Isn't the Met kinda known for being conservative anyway? I guess numbers like this don't mean much without a butt load more info. What is included in the Modern Art section? Are photographs included? Video? Installations? Or just paintings and what kind of painting? And from where? I'm not challenging the drift of their message, I agree with it but the Guerilla Girls are not exactly known for their balanced discourse. They are too funny something though. It's sweet of them to want to be my conscience but I'm good.
It's a great point though. We're still stuck in a society that in a lot of ways was defined almost 2000 years ago - and probably wrongly.
I read once that there's this perception that men did all the work in Cave People Times while women stayed home with the gorilla babies and invented ways to cook gruel. The author suggested that it's a fallacy: the men simply did work using tools that don't decay - flint axes and such. Women, he theorized, planted crops, carried things in baskets, wove clothing and shelter, tanned hides, etc... but their tools don't stand the test of time as well. Hence the perception of Man as Hunter, Woman as Not Important.

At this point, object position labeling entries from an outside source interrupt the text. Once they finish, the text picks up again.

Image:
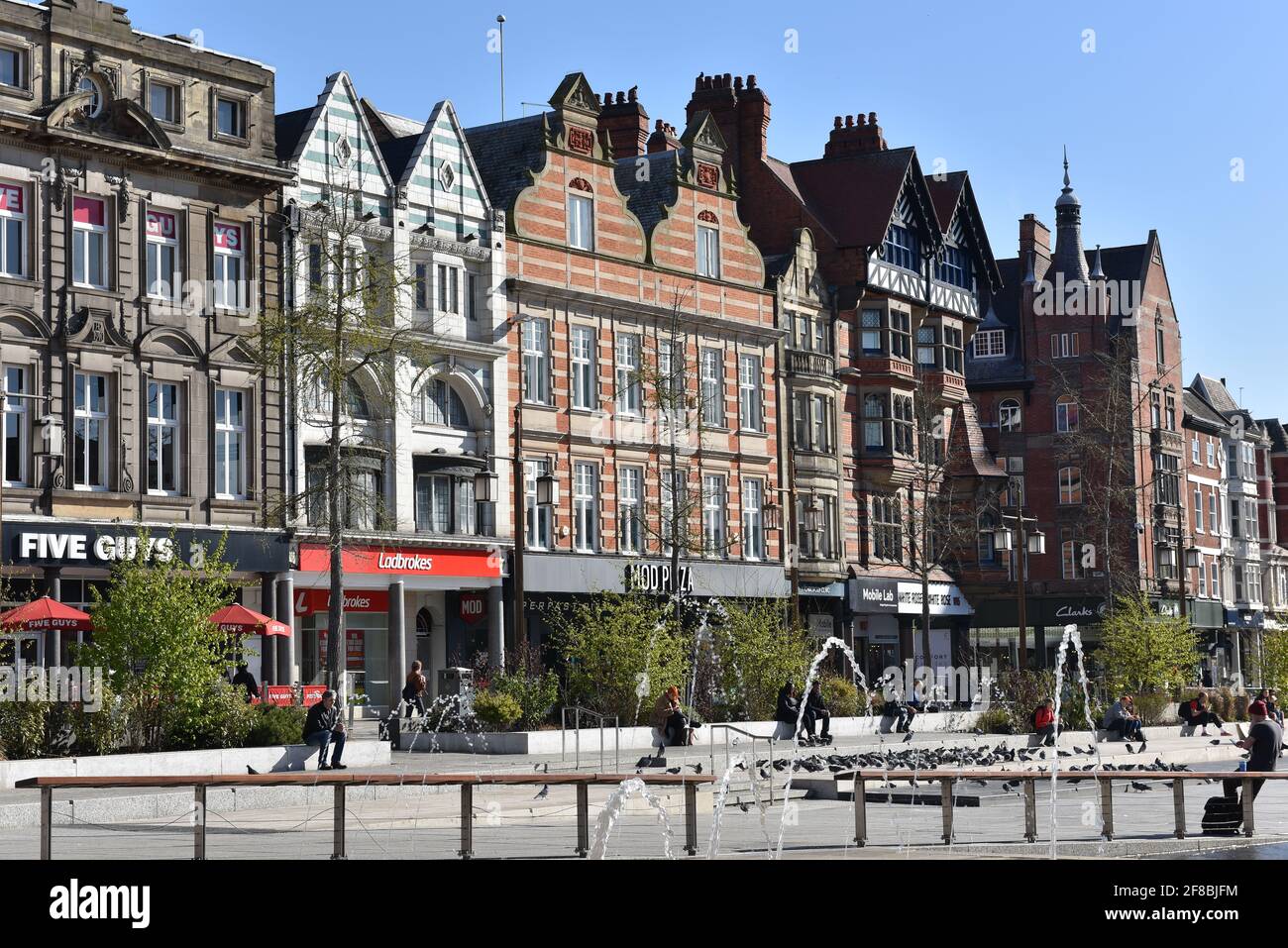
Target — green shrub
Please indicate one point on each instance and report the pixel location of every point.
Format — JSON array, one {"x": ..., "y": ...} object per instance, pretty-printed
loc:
[
  {"x": 535, "y": 691},
  {"x": 841, "y": 695},
  {"x": 995, "y": 720},
  {"x": 275, "y": 725},
  {"x": 497, "y": 711},
  {"x": 1153, "y": 707}
]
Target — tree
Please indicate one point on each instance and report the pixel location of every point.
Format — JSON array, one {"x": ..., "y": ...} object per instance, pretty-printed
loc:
[
  {"x": 1144, "y": 652},
  {"x": 154, "y": 636},
  {"x": 334, "y": 343}
]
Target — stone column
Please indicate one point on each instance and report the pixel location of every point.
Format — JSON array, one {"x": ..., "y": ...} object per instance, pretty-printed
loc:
[
  {"x": 267, "y": 643},
  {"x": 397, "y": 642},
  {"x": 496, "y": 626},
  {"x": 54, "y": 638},
  {"x": 286, "y": 643}
]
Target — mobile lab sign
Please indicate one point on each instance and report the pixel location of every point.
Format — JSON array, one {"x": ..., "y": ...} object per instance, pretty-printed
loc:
[{"x": 68, "y": 544}]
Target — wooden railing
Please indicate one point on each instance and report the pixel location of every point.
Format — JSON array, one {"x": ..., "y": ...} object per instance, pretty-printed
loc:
[
  {"x": 340, "y": 782},
  {"x": 1030, "y": 777}
]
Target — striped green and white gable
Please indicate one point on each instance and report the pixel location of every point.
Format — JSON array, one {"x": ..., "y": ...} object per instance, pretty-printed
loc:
[
  {"x": 442, "y": 175},
  {"x": 321, "y": 159}
]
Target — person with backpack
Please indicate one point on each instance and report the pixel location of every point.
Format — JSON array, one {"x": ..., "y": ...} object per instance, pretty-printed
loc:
[
  {"x": 413, "y": 689},
  {"x": 1198, "y": 714},
  {"x": 1043, "y": 721}
]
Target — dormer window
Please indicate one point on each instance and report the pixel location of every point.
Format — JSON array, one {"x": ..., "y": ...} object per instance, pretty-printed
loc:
[
  {"x": 990, "y": 344},
  {"x": 954, "y": 268},
  {"x": 902, "y": 248}
]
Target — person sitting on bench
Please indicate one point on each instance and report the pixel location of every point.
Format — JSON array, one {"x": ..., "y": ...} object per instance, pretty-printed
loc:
[
  {"x": 787, "y": 710},
  {"x": 1043, "y": 721},
  {"x": 322, "y": 727},
  {"x": 1263, "y": 742},
  {"x": 816, "y": 711},
  {"x": 670, "y": 720},
  {"x": 1121, "y": 719},
  {"x": 1197, "y": 714}
]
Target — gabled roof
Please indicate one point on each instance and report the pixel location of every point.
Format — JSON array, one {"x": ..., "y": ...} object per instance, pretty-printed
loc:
[
  {"x": 854, "y": 196},
  {"x": 506, "y": 154}
]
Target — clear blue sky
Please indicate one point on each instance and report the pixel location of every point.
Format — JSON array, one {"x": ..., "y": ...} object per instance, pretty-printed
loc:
[{"x": 1153, "y": 117}]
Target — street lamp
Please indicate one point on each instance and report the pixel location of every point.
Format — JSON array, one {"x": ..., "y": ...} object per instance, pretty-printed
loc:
[{"x": 1034, "y": 543}]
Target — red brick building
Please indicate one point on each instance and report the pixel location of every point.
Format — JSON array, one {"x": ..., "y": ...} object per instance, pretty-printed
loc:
[
  {"x": 639, "y": 313},
  {"x": 1076, "y": 371},
  {"x": 906, "y": 262}
]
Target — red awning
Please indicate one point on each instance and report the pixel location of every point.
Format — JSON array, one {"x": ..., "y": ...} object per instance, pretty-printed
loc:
[
  {"x": 237, "y": 620},
  {"x": 46, "y": 614}
]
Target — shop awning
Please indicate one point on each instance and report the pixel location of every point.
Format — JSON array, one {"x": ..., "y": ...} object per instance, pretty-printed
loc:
[
  {"x": 237, "y": 620},
  {"x": 46, "y": 614}
]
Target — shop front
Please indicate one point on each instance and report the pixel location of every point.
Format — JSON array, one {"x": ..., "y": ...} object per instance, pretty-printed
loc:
[
  {"x": 887, "y": 623},
  {"x": 67, "y": 559},
  {"x": 554, "y": 582},
  {"x": 400, "y": 603}
]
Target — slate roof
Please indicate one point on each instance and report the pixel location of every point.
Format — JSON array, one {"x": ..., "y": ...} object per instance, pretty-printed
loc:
[
  {"x": 288, "y": 128},
  {"x": 503, "y": 154}
]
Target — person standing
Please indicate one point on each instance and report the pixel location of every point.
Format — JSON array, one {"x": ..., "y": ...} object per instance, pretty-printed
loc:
[
  {"x": 323, "y": 728},
  {"x": 1263, "y": 742},
  {"x": 413, "y": 689}
]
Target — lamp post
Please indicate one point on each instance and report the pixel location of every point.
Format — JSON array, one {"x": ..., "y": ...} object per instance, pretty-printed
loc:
[{"x": 1031, "y": 543}]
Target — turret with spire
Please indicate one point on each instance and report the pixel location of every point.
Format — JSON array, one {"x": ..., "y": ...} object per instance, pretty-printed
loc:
[{"x": 1069, "y": 258}]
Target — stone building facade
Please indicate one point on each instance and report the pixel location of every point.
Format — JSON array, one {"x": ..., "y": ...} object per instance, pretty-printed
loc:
[{"x": 138, "y": 175}]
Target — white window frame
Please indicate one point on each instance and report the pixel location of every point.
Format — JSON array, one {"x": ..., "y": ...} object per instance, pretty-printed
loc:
[
  {"x": 583, "y": 344},
  {"x": 751, "y": 402},
  {"x": 228, "y": 433},
  {"x": 226, "y": 258},
  {"x": 708, "y": 252},
  {"x": 160, "y": 245},
  {"x": 630, "y": 491},
  {"x": 713, "y": 515},
  {"x": 581, "y": 222},
  {"x": 85, "y": 416},
  {"x": 585, "y": 506},
  {"x": 158, "y": 427},
  {"x": 752, "y": 519},
  {"x": 627, "y": 373},
  {"x": 86, "y": 237},
  {"x": 16, "y": 410},
  {"x": 13, "y": 227},
  {"x": 536, "y": 361}
]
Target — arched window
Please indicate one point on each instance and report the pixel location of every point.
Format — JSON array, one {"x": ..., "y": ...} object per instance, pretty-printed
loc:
[
  {"x": 1009, "y": 415},
  {"x": 441, "y": 404},
  {"x": 1070, "y": 484},
  {"x": 1067, "y": 414}
]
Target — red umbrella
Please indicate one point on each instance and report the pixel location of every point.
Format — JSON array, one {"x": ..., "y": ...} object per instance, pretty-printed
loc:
[
  {"x": 237, "y": 620},
  {"x": 47, "y": 614}
]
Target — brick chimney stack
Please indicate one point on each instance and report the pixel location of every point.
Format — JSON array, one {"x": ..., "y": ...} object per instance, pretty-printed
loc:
[
  {"x": 664, "y": 138},
  {"x": 625, "y": 124},
  {"x": 854, "y": 136}
]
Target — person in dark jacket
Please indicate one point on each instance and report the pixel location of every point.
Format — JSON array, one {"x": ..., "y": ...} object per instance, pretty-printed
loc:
[
  {"x": 1199, "y": 714},
  {"x": 816, "y": 711},
  {"x": 244, "y": 679},
  {"x": 1043, "y": 721},
  {"x": 323, "y": 728}
]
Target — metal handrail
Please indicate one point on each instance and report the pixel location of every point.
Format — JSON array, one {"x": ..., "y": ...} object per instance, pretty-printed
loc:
[
  {"x": 751, "y": 769},
  {"x": 563, "y": 734}
]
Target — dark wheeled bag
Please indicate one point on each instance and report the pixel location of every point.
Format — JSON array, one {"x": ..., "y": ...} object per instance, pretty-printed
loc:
[{"x": 1223, "y": 815}]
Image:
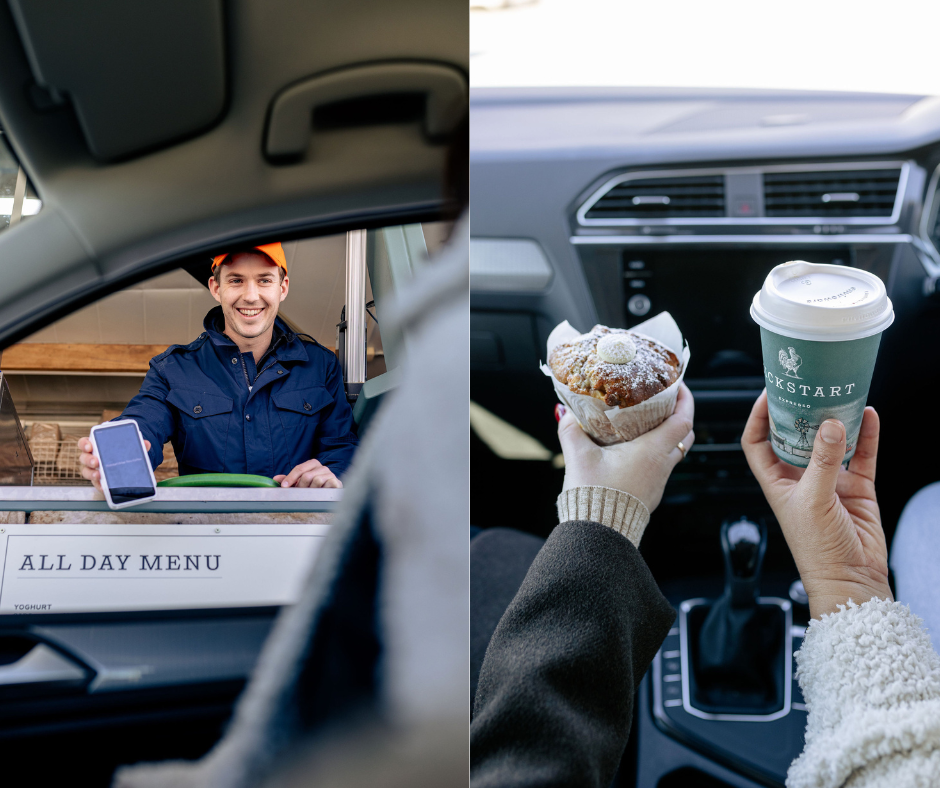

I don't know about the Met's position, but it's pretty stupid that only 3% of modern artists highlighted there are women... unless only 3% of modern artists are women. As to the nudes, that I can understand. Who wants to see a naked dude? 🙂
Life is the misery we endure between disappointments.
Michelangelo, Caravaggio, Bernini…..Mapplethorpe. Another interesting thing is the concept of the female form as the object of perfect beauty is a relatively new one. Nude dudes were considered the hotness by centuries of artists. I had an art history professor who would say that Michelangelo's nude women were just men with boobs attached and penis removed at the very end. Now it's flipped though. That would be an interesting topic. What were the causes of that kind of reversal? I'm sure there are some theories out there on the ever growing objectification of the gals.
My girlfriend Emilie is a art history major, works at LACMA (one of the two biggest art museums in LA) and a feminist. She explained at length the conservative male oriented attitude of major museums to me. It's not limited to the Met, but is the underlying element of the whole western art world. Women weren't allowed to be artists throughout most of western history. They weren't allowed to go to anatomy lessons or work with nude models long after men were allowed. Their work is rarely represented in major art institutes, and they are almost entirely left out of the history.
I know Guerrilla Girls are a pretty left-wing group, and stats can be used in clever ways to make a point, but it doesn't change the maleness of the art world. I also put progressive in quotes because most major art museums really are highly conservative, slow moving institutes that fear any change to their structured little world. Along with women, I think most art not of the West is also grossly under represented or misrepresented in the academic world of art history.